Structured biomedical literature search across PubMed, trial registries, and prescribing information
Alternatives:Claude Cowork for analysing multiple papers together once your evidence set is assembled. NotebookLM for exploring and questioning uploaded papers. Elicit for structured paper extraction and synthesis. Consensus for fast research question exploration. Perplexity for quick fact-checking with cited sources. Scite.ai for citation context across the literature. Zotero or EndNote for storing and organising the evidence you find.
Yes — AI is well-suited to generating candidate MeSH headings, Boolean combinations, and related search terms. Treat the output as a first draft. Review every term, confirm the logic maps to your research question, and run the final search in PubMed or Embase directly rather than relying on AI to execute it.
Can AI read full-text papers, or only abstracts?
It depends on the tool. Many chat interfaces only see the abstract unless you upload the full PDF. For medical writing work, always provide the full text. An abstract summary is not a substitute for the Methods, Results, and Limitations sections that actually determine whether the paper is suitable.
Is it safe to use AI to screen abstracts?
AI can flag likely relevant abstracts faster than a manual pass, but the decision to include or exclude a paper is yours.
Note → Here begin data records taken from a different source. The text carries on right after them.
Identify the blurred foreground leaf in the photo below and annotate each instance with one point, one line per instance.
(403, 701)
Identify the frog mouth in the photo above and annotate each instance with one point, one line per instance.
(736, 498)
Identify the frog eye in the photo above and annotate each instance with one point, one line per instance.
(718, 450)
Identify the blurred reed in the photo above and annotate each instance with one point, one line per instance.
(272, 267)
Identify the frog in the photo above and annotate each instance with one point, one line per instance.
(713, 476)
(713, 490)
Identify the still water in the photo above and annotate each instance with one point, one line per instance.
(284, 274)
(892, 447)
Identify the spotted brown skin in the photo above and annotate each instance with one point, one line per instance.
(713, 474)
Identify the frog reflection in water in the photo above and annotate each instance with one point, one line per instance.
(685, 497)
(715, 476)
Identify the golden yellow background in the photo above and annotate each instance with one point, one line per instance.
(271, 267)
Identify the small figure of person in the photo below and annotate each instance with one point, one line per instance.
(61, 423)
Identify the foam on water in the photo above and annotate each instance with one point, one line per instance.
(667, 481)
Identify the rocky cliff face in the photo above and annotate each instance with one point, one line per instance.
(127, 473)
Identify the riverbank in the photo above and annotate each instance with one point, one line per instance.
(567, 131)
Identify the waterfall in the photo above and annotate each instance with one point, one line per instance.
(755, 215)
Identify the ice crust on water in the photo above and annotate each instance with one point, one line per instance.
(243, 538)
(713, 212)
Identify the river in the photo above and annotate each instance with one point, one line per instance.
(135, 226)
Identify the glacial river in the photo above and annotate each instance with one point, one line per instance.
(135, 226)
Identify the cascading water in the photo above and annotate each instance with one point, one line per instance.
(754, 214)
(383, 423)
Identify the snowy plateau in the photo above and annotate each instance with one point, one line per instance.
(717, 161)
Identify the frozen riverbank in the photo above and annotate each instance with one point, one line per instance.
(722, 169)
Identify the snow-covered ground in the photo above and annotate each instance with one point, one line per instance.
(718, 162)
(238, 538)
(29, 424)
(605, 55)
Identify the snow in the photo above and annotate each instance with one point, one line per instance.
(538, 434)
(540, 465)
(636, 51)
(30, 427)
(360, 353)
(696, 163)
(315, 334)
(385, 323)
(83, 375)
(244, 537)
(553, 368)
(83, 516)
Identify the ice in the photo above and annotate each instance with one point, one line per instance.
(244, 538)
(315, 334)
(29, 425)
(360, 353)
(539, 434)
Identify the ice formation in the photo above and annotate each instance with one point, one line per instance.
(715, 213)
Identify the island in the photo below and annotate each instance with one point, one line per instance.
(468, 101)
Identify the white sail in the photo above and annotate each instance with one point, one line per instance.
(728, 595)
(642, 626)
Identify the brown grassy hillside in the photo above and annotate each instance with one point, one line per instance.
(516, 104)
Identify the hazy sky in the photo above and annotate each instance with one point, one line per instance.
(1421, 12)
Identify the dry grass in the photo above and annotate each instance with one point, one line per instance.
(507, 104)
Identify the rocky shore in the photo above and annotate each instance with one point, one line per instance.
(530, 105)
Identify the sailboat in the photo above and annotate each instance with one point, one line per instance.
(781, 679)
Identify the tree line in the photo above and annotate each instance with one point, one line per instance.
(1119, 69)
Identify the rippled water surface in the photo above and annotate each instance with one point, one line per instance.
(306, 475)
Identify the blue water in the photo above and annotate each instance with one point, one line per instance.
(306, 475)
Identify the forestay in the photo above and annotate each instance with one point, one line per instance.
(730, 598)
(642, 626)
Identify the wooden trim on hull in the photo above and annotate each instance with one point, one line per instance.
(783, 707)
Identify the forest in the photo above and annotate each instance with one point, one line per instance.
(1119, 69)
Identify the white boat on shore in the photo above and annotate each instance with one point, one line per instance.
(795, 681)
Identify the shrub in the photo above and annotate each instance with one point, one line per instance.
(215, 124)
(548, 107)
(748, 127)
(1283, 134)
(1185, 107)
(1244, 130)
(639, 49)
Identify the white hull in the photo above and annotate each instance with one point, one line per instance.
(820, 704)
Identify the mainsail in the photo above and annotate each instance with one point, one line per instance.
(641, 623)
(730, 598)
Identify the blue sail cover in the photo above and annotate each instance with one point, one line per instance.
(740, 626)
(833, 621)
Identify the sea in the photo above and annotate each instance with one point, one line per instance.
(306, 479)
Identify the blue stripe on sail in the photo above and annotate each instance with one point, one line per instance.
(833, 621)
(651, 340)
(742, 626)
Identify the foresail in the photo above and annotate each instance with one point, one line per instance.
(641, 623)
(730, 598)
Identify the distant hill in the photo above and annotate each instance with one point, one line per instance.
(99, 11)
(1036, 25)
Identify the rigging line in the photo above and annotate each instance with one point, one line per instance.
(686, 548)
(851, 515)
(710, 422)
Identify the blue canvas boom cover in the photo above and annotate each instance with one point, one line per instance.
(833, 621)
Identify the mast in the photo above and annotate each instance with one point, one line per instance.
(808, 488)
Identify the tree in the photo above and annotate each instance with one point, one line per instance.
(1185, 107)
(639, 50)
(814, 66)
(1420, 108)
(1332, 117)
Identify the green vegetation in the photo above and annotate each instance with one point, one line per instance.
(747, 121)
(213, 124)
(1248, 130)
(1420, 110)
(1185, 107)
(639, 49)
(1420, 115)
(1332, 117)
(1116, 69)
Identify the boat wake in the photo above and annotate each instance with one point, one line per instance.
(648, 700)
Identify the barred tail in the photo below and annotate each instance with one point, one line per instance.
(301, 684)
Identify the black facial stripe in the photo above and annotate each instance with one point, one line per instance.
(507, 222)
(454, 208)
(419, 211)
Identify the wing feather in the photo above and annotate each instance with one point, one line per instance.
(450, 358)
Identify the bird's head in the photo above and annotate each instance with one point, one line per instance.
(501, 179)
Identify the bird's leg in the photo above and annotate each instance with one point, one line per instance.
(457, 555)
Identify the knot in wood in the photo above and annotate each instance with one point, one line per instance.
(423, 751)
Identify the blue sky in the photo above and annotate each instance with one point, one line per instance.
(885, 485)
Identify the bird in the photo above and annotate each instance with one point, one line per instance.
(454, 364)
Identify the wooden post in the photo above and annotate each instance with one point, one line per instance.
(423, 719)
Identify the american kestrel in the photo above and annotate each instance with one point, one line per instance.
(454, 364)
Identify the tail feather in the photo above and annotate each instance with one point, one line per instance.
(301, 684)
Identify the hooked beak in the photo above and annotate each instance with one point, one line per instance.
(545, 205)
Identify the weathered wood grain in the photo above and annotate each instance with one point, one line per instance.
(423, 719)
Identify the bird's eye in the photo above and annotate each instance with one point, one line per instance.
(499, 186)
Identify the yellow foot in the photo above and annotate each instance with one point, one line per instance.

Use it as a ranking aid, not a filter. Always verify that flagged papers match your inclusion criteria by reading the abstract yourself, and spot-check the rejected pile.
How do I know when my evidence set is complete enough?
Completeness depends on project scope. For a review or publication, the set should cover the primary endpoints, key comparators, safety profile, and relevant real-world or landscape context. If a senior reviewer could name an obvious paper you have missed, the set is not complete.
What databases should I search beyond PubMed?
Embase, Cochrane, and trial registries (ClinicalTrials.gov, EU CTR) for most therapeutic areas. For health economics or real-world evidence, add HEOR-specific sources. Congress abstracts may only appear on society websites. Match database selection to the deliverable, not to convenience.